フルハイビジョンの4倍の解像度をもつ、“4K”(約4000ドット)で表示される高精細映像を体感するイベントが6月26日土曜日、北海道大学理学部大講堂で開かれました。
高精細映像フォーラムの様子
壇上には、札幌市内の映像制作会社ニューピークフィルムが保有している、高解像度のデジタル・シネマカメラ「レッド・ワン」が見本として展示され、存在感 を放っていました。
高精細ビデオカメラ「レッド・ワン」
また、日本ビクターが開発した高解像度、高コントラストを誇るプロジェクター(DLA-SH4K)が教室中央に備え付けられ、スクリーンに4k(4096×2400ドット)の映像を映し出します(近くで見ると、本当に大きいプロジェクターです!)。
ビクターの高精細プロジェクター
まずは4K映像のデモンストレーションのために制作されたという「美ら島沖縄」の上映。

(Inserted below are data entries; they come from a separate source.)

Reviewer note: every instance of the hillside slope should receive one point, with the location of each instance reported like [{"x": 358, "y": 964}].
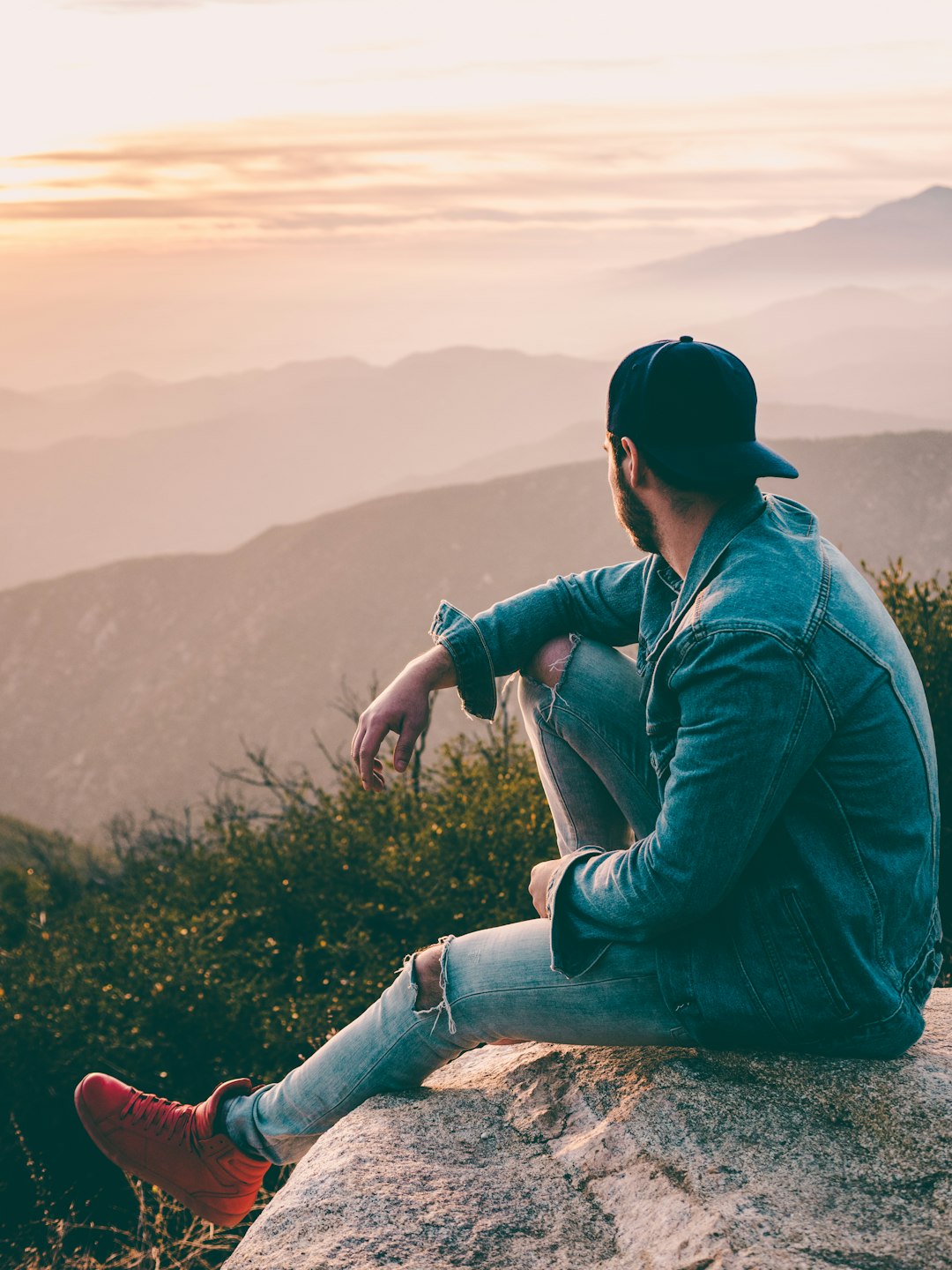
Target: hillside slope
[{"x": 121, "y": 686}]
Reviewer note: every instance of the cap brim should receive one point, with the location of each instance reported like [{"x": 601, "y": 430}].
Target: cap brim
[{"x": 732, "y": 460}]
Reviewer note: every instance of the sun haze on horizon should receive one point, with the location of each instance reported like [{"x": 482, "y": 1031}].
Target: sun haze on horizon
[{"x": 193, "y": 187}]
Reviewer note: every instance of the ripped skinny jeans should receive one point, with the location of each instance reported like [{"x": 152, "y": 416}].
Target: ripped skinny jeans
[{"x": 499, "y": 983}]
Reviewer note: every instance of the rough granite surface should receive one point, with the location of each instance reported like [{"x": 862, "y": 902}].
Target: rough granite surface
[{"x": 555, "y": 1157}]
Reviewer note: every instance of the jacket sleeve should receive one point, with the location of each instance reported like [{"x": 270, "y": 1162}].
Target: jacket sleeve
[
  {"x": 602, "y": 603},
  {"x": 750, "y": 723}
]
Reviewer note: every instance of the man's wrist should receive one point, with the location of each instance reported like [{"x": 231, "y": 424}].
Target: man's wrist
[{"x": 435, "y": 667}]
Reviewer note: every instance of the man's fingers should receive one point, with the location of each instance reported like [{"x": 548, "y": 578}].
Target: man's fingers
[
  {"x": 355, "y": 744},
  {"x": 403, "y": 753},
  {"x": 369, "y": 744}
]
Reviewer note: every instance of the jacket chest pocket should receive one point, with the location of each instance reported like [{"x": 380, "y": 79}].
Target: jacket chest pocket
[{"x": 663, "y": 741}]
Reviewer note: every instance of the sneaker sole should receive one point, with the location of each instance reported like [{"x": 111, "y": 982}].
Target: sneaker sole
[{"x": 208, "y": 1214}]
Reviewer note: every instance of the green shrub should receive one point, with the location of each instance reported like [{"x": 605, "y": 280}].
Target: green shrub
[
  {"x": 236, "y": 947},
  {"x": 240, "y": 947}
]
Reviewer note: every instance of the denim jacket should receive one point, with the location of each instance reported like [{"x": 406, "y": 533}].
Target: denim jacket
[{"x": 790, "y": 883}]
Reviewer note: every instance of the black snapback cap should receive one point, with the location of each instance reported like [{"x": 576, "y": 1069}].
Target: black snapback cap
[{"x": 692, "y": 407}]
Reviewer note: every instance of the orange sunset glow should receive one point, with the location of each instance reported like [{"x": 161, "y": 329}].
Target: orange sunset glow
[{"x": 190, "y": 187}]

青空をバックに踊る琉球衣装をまとった女性の姿が、立体映像のようにくっきり浮き立ち、場内から感嘆の声がもれました。まるで大講堂が映画館になったかのようです。
沖縄のデモ映像
次に、10億画素以上のスキャンカメラで取り込んだという、浮世絵や古地図、屏風絵などを高精細画像として映し出し、自在にズームイン・アウトします。こうした素材は、岡山市にあるコンテンツ株式会社(小野博社長)が用意して下さいました。貴重品のデジタルアーカイブを残すという意味だけでなく、学術的な意義もあるそうです。
浮世絵の秘密に高精細映像で迫る
照明の角度を変えることで、浮世絵から不思議な文様が浮かび上がって、当時の絵師のこだわりを発見したり、可視光だけではなく、赤外線などを照射することによって、人間の目には見えない文字情報を浮かび上がらせることができるとのこと。

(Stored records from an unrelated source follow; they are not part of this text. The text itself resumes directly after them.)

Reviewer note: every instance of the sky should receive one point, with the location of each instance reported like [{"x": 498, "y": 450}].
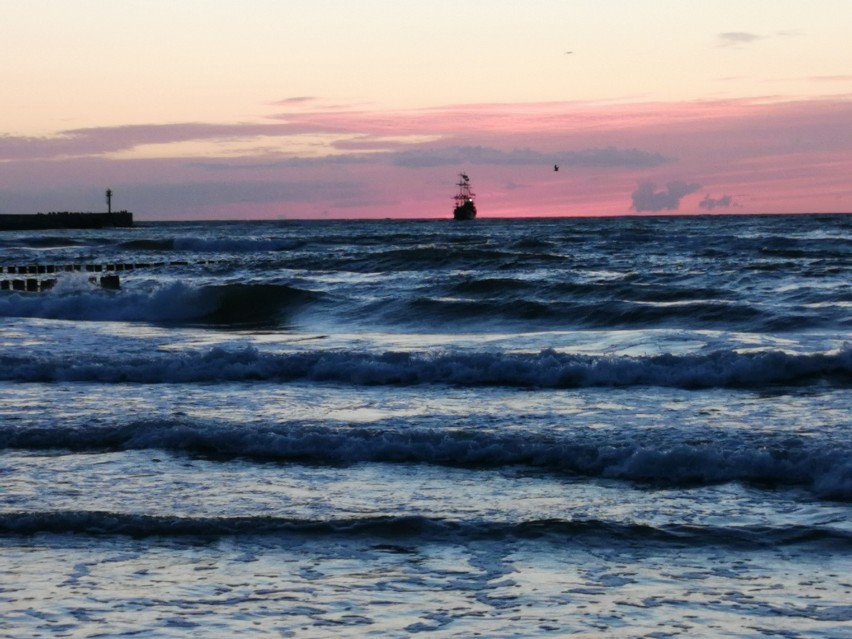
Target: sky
[{"x": 266, "y": 109}]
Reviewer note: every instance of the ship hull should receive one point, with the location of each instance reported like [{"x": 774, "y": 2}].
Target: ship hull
[{"x": 466, "y": 211}]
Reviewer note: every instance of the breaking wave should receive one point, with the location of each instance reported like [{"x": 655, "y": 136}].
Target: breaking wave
[
  {"x": 767, "y": 460},
  {"x": 545, "y": 369},
  {"x": 400, "y": 528},
  {"x": 219, "y": 304}
]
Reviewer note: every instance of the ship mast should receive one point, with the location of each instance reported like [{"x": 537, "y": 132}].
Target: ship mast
[{"x": 464, "y": 194}]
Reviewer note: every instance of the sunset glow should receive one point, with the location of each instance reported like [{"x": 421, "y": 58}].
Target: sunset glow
[{"x": 254, "y": 110}]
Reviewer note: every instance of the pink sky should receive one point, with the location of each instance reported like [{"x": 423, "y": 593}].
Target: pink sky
[
  {"x": 745, "y": 155},
  {"x": 222, "y": 110}
]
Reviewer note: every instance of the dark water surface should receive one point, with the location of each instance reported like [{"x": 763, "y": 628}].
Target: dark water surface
[{"x": 633, "y": 427}]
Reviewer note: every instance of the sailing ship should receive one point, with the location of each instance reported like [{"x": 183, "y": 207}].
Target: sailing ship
[{"x": 465, "y": 208}]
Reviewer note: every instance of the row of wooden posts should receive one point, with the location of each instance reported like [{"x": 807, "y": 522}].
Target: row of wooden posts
[
  {"x": 37, "y": 284},
  {"x": 33, "y": 269}
]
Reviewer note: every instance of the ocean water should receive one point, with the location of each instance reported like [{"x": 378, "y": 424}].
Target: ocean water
[{"x": 632, "y": 427}]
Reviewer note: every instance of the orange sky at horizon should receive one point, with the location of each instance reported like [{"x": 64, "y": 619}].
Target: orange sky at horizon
[{"x": 648, "y": 106}]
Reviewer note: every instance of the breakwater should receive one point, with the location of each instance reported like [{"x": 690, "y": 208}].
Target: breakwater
[
  {"x": 43, "y": 277},
  {"x": 65, "y": 220}
]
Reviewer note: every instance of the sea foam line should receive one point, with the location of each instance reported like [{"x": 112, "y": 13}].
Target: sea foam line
[
  {"x": 409, "y": 527},
  {"x": 824, "y": 467},
  {"x": 545, "y": 369}
]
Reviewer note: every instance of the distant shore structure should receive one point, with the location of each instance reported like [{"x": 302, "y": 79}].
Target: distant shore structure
[{"x": 67, "y": 219}]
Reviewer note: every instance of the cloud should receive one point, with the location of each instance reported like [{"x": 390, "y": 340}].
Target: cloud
[
  {"x": 737, "y": 38},
  {"x": 102, "y": 140},
  {"x": 711, "y": 203},
  {"x": 647, "y": 198},
  {"x": 592, "y": 158}
]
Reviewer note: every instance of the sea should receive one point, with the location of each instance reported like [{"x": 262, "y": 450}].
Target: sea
[{"x": 592, "y": 427}]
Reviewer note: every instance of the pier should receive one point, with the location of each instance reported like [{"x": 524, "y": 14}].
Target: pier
[{"x": 65, "y": 220}]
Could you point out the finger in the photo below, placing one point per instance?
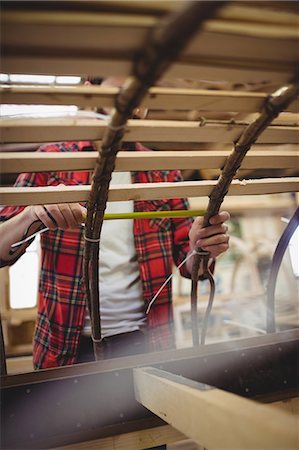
(211, 241)
(70, 215)
(42, 214)
(221, 217)
(216, 250)
(212, 230)
(54, 211)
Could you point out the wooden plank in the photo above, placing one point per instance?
(13, 162)
(157, 98)
(197, 410)
(142, 439)
(140, 191)
(202, 69)
(55, 130)
(252, 40)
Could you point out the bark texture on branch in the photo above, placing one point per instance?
(275, 103)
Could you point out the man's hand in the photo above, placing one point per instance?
(213, 238)
(63, 215)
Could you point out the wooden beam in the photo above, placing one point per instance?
(252, 40)
(121, 66)
(140, 191)
(157, 98)
(151, 437)
(55, 130)
(13, 162)
(198, 410)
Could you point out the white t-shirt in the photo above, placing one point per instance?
(121, 300)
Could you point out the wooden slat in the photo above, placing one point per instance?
(13, 162)
(198, 410)
(157, 98)
(54, 130)
(252, 40)
(140, 191)
(60, 48)
(152, 437)
(203, 69)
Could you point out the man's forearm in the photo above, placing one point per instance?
(14, 230)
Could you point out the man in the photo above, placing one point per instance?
(136, 257)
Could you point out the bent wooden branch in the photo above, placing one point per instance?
(276, 103)
(162, 47)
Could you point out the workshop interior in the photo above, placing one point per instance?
(212, 88)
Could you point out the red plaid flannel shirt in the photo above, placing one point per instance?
(61, 300)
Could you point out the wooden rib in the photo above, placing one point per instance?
(157, 98)
(197, 410)
(140, 191)
(130, 161)
(54, 130)
(106, 66)
(125, 32)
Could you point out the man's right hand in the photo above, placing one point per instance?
(63, 215)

こうした技術は、これから古文書の解読や、美術史の研究などで大いに活躍が期待されます。
その後は、北大キャンパスを通常のハイビジョンカメラと、レッドワンで撮影した映像の比較映像を上映しました。この日のためにキャンパスを撮影しておいたのです。
そして、コンテンツ社などが開発している地球上を自由に飛び回り、空から地形を見ることのできるソフトのデモンストレーションがありました。日本や北海道、そして北方四島を空から「旅」しているような感覚で、子供にも大人気とのことです。高解像度シミュレーターとしての4k映像の可能性を体感することができました。
まるで鳥になったよう
最後に理学研究院生物科学分野で植物細胞やホルモンなどの研究をしている綿引雅昭准教授から、高精細映像技術の植物学への利用についてお話をいただきました。
理学研究院の綿引雅昭先生
このフォーラムに先立って、綿引さんと小俣友輝さんから発芽前のシロイヌナズナを提供していただき、ニューピークフィルムが、レッドワンカメラを用いて発芽のコマ撮りを、2分に1コマのインターバルで1週間かけて行いました。
今回はその貴重な映像をもとに、生命現象を観察する上で、高精細映像が果たす役割について、綿引先生がプレゼンテーションして下さいました。最先端映像技術が、サイエンスの現場でどのように活用されていくのか、非常に可能性を感じさせるお話でフォーラム全体をまとめていただきました。